Goldboro LNG, sponsored by privately owned Pieridae Energy Ltd., received 20-year import/export permits for its plant proposed near Halifax, Nova Scotia, to ship overseas a mixture of imports from the eastern United States and planned Atlantic Canadian production (see Daily GPI, May 26). The licenses let Goldboro ship out up to 1.6 Bcf/d, a volume that Pieridae intends to achieve in stages. Under the NEB ruling, up to 1.2 Bcf/d or 75% of the LNG export volume can be U.S.-sourced supplies.

The plan specifies that Goldboro’s U.S. gas will arrive in Canada on Maritimes & Northeast Pipeline (MNP). MNP has been a southbound export route to New England for production from offshore of Nova Scotia since 1999. But the wells are depleting and MNP is in talks with industry participants on converting itself into a northbound line, mostly for U.S. shale gas supplies but also for Canadian gas following transit routes across the northeastern states.

Goldboro stands out as the only entry in the 25-project Canadian LNG lineup that has secured and disclosed a sales contract with an overseas customer. Pieridae has a 20-year contract for E.ON Global Commodities SE, a trading arm of a European utilities conglomerate, to take half of the proposed Nova Scotia terminal’s maximum exports.
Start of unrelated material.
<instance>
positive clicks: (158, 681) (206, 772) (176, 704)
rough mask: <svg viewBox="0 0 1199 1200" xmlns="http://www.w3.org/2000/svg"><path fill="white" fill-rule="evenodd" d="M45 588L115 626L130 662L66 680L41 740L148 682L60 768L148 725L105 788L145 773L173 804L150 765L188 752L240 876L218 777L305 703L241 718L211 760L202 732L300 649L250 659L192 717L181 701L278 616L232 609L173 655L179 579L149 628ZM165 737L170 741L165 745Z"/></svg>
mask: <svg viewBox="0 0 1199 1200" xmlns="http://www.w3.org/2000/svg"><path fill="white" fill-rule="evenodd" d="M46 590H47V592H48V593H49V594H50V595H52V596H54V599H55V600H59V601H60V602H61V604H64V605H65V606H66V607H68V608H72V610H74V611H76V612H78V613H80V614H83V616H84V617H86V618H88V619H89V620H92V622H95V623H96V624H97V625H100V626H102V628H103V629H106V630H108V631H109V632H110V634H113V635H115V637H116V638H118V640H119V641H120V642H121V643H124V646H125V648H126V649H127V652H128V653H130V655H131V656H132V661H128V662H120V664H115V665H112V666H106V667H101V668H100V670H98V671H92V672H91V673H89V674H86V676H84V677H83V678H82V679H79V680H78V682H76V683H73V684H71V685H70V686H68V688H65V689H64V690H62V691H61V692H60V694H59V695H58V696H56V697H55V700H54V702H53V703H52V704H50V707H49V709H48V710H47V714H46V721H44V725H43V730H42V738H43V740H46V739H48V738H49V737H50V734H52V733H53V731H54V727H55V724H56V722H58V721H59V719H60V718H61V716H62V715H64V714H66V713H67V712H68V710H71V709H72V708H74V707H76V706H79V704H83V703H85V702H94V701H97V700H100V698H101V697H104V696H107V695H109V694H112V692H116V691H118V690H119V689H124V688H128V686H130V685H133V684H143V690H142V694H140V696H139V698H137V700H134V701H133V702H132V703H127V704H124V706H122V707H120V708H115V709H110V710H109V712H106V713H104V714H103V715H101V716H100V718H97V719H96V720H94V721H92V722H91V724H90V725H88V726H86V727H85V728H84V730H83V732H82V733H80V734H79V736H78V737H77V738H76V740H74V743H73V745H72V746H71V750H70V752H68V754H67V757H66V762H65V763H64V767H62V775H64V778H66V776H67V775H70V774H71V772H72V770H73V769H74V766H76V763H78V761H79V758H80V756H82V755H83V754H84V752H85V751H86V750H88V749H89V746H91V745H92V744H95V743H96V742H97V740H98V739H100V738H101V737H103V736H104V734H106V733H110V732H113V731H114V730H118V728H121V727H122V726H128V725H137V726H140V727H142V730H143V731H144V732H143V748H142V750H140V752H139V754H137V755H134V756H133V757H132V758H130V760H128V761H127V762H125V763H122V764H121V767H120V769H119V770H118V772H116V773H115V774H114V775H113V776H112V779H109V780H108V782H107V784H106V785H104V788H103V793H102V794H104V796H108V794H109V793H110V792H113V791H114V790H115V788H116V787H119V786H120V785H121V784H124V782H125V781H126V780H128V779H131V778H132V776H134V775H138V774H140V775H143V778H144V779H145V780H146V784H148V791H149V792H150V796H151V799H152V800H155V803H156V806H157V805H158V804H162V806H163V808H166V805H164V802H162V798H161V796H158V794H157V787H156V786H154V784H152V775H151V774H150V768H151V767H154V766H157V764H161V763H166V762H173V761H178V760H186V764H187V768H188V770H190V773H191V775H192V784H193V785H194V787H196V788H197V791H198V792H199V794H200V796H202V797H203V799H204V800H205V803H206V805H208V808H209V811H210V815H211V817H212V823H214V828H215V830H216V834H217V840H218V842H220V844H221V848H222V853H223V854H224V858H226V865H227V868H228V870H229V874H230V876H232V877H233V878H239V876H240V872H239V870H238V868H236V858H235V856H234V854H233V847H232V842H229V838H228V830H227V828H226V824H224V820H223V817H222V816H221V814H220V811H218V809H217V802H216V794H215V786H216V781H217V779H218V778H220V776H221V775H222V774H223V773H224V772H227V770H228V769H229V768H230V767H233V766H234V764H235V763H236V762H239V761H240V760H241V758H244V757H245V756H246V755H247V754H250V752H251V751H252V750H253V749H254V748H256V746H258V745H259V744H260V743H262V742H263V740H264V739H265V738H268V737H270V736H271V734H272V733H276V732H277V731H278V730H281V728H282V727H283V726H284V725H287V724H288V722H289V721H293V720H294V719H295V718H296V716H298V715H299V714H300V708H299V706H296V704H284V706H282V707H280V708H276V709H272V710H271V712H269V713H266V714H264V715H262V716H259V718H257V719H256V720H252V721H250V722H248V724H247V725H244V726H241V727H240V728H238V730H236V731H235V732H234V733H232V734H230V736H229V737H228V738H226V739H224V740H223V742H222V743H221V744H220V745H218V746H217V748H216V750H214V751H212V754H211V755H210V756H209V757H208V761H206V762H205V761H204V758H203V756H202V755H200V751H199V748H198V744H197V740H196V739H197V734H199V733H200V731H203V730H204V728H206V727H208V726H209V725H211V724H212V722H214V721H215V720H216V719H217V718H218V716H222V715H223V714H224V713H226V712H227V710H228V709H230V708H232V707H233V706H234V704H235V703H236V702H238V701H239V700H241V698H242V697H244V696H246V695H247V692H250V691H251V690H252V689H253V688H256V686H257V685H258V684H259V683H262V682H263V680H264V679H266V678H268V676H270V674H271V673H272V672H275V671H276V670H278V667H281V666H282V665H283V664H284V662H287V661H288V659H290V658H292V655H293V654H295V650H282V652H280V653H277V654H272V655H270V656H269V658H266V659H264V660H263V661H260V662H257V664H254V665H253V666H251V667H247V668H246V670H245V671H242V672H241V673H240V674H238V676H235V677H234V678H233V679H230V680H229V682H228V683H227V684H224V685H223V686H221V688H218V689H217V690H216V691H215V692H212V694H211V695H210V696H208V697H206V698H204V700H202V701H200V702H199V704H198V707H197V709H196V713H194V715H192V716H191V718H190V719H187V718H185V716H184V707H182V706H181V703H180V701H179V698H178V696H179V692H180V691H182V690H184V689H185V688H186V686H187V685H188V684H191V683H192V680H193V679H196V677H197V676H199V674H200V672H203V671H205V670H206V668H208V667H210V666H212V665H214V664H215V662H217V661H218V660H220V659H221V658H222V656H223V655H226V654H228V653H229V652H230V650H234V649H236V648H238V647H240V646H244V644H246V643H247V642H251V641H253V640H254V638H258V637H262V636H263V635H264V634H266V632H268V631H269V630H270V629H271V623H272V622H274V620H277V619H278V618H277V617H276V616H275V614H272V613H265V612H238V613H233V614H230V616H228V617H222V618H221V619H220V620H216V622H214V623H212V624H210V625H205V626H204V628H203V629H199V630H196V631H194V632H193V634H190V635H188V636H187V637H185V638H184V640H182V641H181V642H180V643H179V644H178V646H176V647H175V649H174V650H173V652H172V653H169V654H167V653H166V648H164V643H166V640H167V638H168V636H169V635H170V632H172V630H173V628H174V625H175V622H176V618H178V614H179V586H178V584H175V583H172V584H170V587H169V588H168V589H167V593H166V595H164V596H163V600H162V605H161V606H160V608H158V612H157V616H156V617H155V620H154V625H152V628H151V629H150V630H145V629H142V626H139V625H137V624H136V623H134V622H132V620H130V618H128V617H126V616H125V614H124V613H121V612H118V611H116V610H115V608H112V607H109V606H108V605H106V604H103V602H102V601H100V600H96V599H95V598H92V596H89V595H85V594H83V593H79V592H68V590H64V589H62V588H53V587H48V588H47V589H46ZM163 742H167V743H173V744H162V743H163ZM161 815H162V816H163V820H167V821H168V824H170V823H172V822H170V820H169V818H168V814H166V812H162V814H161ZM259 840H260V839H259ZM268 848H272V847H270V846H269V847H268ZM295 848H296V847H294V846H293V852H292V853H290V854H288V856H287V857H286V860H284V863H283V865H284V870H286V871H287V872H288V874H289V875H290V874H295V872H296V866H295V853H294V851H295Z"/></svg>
The Goldboro facilities have received environmental approval by the Nova Scotia government. Pieridae has also lined up a gas supply development partnership with Calgary-based Kicking Horse Energy Inc. The plan calls for drilling in both Atlantic Canada and the northeastern U.S.

Front-end engineering and design (FEED) work is under way on the Goldboro project. The schedule calls for a final decision on starting construction this year, and for overseas tanker loadings to begin in 2020. Total costs have been estimated at about C$8 billion (US$6.2 billion).

The NEB also granted Bear Head LNG Corp. and Bear Head LNG (USA) LLC authorization to export LNG from Bear Head LNG’s project site on the Strait of Canso in Nova Scotia.

Bear Head was given authority to export up to 8 million tonnes per annum (mtpa) of LNG from Canada starting in 2019 with expanded authority to increase production to 12 mtpa in 2024. The export license extends for a period of 25 years from the date of first LNG export. Bear Head was also granted a license to import 800 MMcf/d of natural gas from the U.S., an amount adequate to produce the authorized annual LNG exports.

In July, the U.S. Department of Energy granted Bear Head export authorization to free trade agreement countries (see Daily GPI, July 20). In May, Bear Head received the last of 10 initial Canadian federal, provincial and local regulatory approvals needed to construct the proposed facility.

Bear Head LNG is owned by Liquefied Natural Gas Ltd. of Australia, which also is developing the Magnolia LNG terminal on the Calcasieu Ship in Lake Charles, LA (see Daily GPI,July 23).